なお、あくまで総論的に言えばですが、いわゆる“勉強”の色合いが濃いので、学校よりも塾のほうが、あまり行きたくはない場所でした・・・って子どもにしてみれば当たり前ですかね。学校のほうが好きでした。
でも、そんなあまり行きたくない場所にもかかわらず、子どもを惹きつける先生がいるというのは、やはり塾の特異なノウハウがあるんだろうなと(オトナになった今では)考えさせられます。
いずれにせよ、子どもたち一人一人にとっては、“必ずこのやり方がベスト!”と決まるものではなく、なにが最良かは子どもそれぞれです。だから、いろんな立場・ノウハウの人が、いろんな教え方で子どもたちに接してみるというのは、子どもたちの可能性を広げる上で素直に良いことと思います。
役割もノウハウも異なる学校文化と塾文化が、地域を通じて一緒に活動することは喜ばしいこと。今回の取組みが軌道にのることを期待しています。
もう一つ。
今回、大阪府の塾講師派遣計画の“第一号”として、めでたく箕面が選ばれましたが、こうした取組みは“第一号”をとるべきだと思っています。

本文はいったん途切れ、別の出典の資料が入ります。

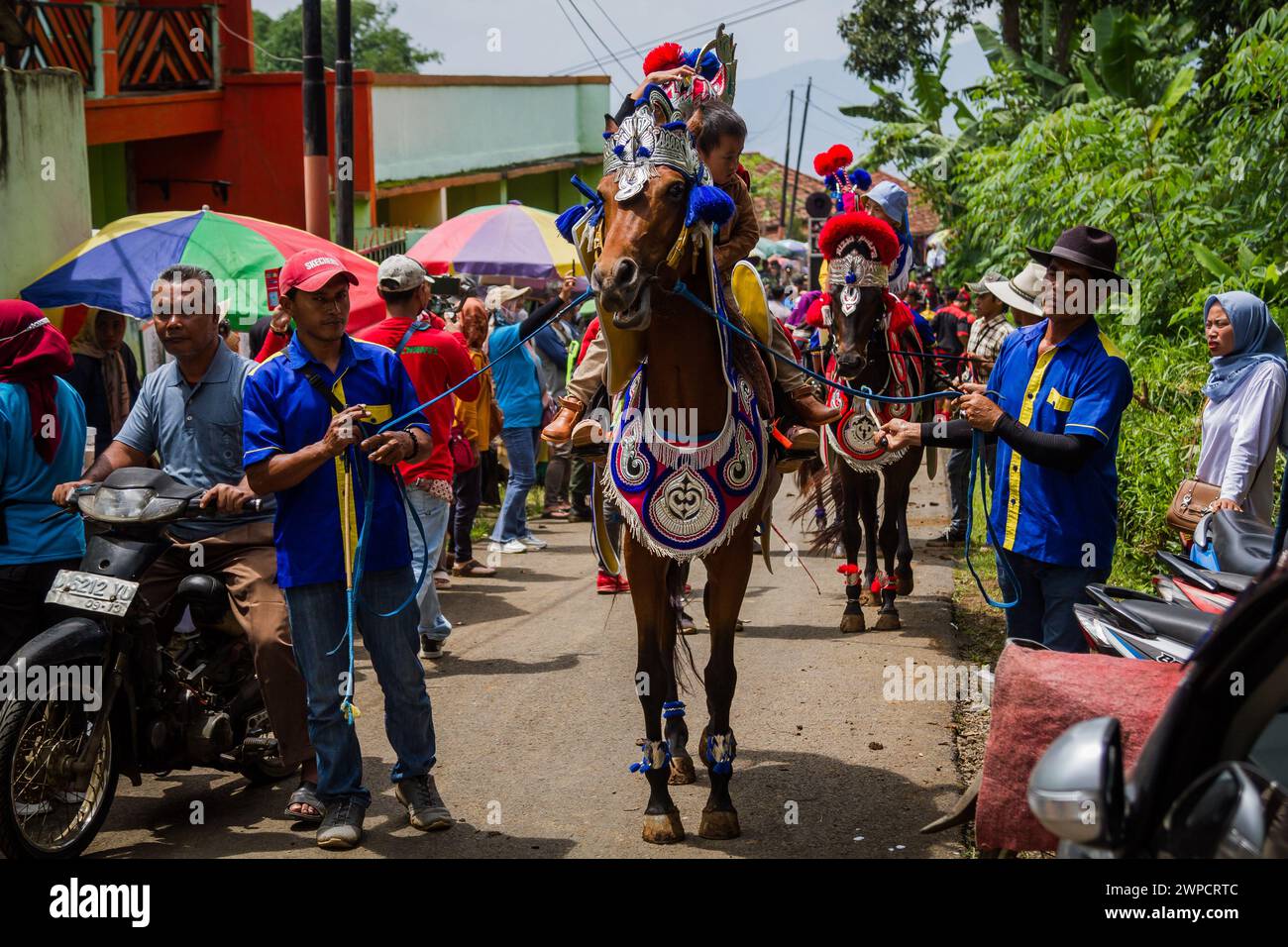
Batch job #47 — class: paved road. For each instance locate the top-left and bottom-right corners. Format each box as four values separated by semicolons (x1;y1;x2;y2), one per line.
90;476;961;858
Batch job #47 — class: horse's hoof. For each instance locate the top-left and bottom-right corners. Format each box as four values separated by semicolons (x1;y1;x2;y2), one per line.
666;756;698;786
644;809;685;845
841;612;867;635
698;809;742;839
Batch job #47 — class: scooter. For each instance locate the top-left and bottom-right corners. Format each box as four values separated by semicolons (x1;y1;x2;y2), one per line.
0;468;296;858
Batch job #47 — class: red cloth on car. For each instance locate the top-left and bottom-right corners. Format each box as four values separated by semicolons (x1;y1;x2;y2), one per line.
356;317;480;483
975;646;1185;852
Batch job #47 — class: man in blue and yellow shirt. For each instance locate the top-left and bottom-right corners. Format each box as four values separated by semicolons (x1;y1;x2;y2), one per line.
884;227;1132;651
242;250;451;849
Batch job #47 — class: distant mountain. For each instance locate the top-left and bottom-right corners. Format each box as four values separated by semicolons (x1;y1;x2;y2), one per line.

「よその地域での実施結果を見て、それから手を出す」という考え方もあるかもしれませんが(・・・多くの自治体の場合、そういうことが多いのですが)、個人的にはちょっと違います。箕面市単独のことなら話は別ですが、今回の大阪府のように関係者が多い事業の場合、誰にとっても“第一号”は失敗しては困るので、関わる人たちの本気度が極めて高いと思うからです。
実際、今日の「家庭教師のトライ」の講座はおもしろかったです。
内心、“気合入れて、それなりの人材を投入してくれたんだろうなぁ(喜)”と思いながら見ていました。これが箕面でのスタンダードになりますから、万が一、クオリティが落ちたら周囲はすぐ気づきます(笑)。
そんな意味でも、“第一号”はおトクでありがたいこと。今回、“第一号”としてのスタートにこぎつけた関係者の努力に心から感謝です。